My hotel (see below) was 500m south of where the main road enters town. From there, I walked the beach heading north, through town center, and back home.

This is what you find:


WHERE TO STAY IN HOPKINS:

I booked Hopkins the day before my arrival.

There are quite a few accommodation options in Hopkins. About half of those are shown on this map:

A simple, Twin room in a Hostel will set you back US$30 / night (ex taxes). A double room in a homestay or small hotel will set you back US$40-50 / night (ex taxes).


MY HOPKINS ACCOMMODATION:

I booked 3 nights in the Windschief. I booked directly on their website.


TRANSPORT:

You can walk around Hopkins on foot.

Bicycles are available for rent (but I’m not sure where you would go).


EAT & DRINK:

If you budget BZ$10 average per meal, you will be eating as cheaply as possible; any less than that, you will not be getting a balanced diet. Even at BZ$10, that would be debatable.

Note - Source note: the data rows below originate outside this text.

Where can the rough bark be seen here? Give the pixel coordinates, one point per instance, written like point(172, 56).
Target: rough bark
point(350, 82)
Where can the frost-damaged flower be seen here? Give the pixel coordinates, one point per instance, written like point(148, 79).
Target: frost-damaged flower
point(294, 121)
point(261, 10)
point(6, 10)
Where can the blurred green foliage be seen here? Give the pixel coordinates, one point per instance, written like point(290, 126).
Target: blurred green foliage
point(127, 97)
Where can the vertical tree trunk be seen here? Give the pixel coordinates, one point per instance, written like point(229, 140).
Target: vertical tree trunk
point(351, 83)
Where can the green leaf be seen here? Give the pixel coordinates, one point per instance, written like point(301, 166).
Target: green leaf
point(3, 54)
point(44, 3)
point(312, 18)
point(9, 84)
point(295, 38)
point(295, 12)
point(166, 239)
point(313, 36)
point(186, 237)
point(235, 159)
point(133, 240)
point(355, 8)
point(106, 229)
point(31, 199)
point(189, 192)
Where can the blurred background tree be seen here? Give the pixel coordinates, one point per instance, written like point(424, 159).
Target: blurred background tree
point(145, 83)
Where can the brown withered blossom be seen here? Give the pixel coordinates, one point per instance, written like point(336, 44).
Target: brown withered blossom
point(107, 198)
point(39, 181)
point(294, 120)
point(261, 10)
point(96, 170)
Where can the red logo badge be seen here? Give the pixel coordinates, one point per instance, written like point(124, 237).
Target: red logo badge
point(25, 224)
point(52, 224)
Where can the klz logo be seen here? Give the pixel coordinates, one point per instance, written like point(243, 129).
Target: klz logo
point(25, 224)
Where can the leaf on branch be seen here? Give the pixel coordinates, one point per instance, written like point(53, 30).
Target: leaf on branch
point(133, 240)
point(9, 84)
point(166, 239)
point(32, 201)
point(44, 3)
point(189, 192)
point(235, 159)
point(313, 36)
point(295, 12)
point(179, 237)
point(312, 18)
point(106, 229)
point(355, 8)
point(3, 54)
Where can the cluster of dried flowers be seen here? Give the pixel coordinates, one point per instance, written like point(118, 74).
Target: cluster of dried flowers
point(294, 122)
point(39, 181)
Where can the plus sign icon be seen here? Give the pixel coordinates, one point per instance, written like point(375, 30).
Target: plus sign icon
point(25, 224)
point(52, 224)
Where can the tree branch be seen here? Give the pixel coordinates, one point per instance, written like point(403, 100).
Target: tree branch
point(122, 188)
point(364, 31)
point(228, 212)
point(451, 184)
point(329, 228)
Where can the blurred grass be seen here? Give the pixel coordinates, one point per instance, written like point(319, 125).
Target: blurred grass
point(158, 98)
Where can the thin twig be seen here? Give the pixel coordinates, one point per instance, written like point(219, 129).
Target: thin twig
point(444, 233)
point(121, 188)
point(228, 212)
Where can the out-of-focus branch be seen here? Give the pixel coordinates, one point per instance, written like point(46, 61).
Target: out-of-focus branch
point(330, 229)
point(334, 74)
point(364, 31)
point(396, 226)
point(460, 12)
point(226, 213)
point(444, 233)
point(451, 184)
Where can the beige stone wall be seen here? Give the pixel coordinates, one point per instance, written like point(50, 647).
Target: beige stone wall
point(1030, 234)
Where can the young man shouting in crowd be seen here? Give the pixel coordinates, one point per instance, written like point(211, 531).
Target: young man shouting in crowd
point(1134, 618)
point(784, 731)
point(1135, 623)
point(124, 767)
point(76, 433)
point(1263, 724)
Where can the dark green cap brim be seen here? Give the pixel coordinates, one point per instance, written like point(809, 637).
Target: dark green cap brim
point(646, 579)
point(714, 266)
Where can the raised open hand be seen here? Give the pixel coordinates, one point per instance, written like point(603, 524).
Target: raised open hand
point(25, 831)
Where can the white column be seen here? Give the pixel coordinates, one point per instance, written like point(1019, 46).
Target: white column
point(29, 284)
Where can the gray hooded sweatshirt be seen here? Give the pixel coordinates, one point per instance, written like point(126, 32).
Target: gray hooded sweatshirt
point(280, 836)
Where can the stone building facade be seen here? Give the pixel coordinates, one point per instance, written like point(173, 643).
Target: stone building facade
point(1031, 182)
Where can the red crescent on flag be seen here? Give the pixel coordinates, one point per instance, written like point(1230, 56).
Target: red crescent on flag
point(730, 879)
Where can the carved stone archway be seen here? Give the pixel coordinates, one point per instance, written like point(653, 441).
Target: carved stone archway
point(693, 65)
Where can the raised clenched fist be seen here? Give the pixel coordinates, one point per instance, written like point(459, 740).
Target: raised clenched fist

There is usually something going on in one of the bars around town. It might be live drumming, a live band, or a dance night.


YOUR HEALTH & SAFETY:

There is no reason to feel unsafe here. But, as always, exercise normal levels of caution … don’t make yourself an obvious target.

Hopkins has mosquitos and sandflies. Bring suitable repellents.

There is some petty pilfering. You are advised to keep your things secured and doors / windows locked.


WHEN TO GO:

August through November is hurricane season in this part of the world, and the weather becomes more changeable and less predictable during these months.

The rainy season is June through October.

The high season is December through June as these are the months with the most temperate and driest weather.

High Season prices generally ‘kick in’ on 1st December; some earlier. The place starts filling up from Thanksgiving onwards. Christmas, New Year, March and April are particularly busy (and expensive).


HOPKINS TO PUNTA GORDA:

My next destination was Punta Gorda.

From Hopkins, you catch a taxi (BZ$20) back to the southern highway and flag down a passing James Bus. During the week, they pass the Hopkins Junction at 7:30am, 9:30am, 10:30am, 11:30am, 12:30pm, 2:30pm, and 5:00pm.

On Sunday there are fewer buses. They pass at 10:00am and 2:00pm. There may be others but details are hard to find.

The bus costs BZ$12 and takes 2.5 hours.

A search of the internet revealed that there were 2 boats each week from Punta Gorda to Livingston, Guatemala: Tuesday and Friday.

I arrived on a Sunday, so I pre-booked 2 nights at the St Charles Hotel.

I walked down the pier to discover that boats left for Livingston every day. The St Charles were kind enough to cancel my second night (at no charge) and I took the boat to Livingston the next day: Monday.


CONCLUSION:

Hopkins is not a ‘pictureque’ town. It is rustic. The beach is very average. But what it lacks in that respect it makes up for with its friendly people.

There are a few expats around too. Many are ‘snowbirds’.

Punta Gorda has very little to offer. You only go there if you are in transit.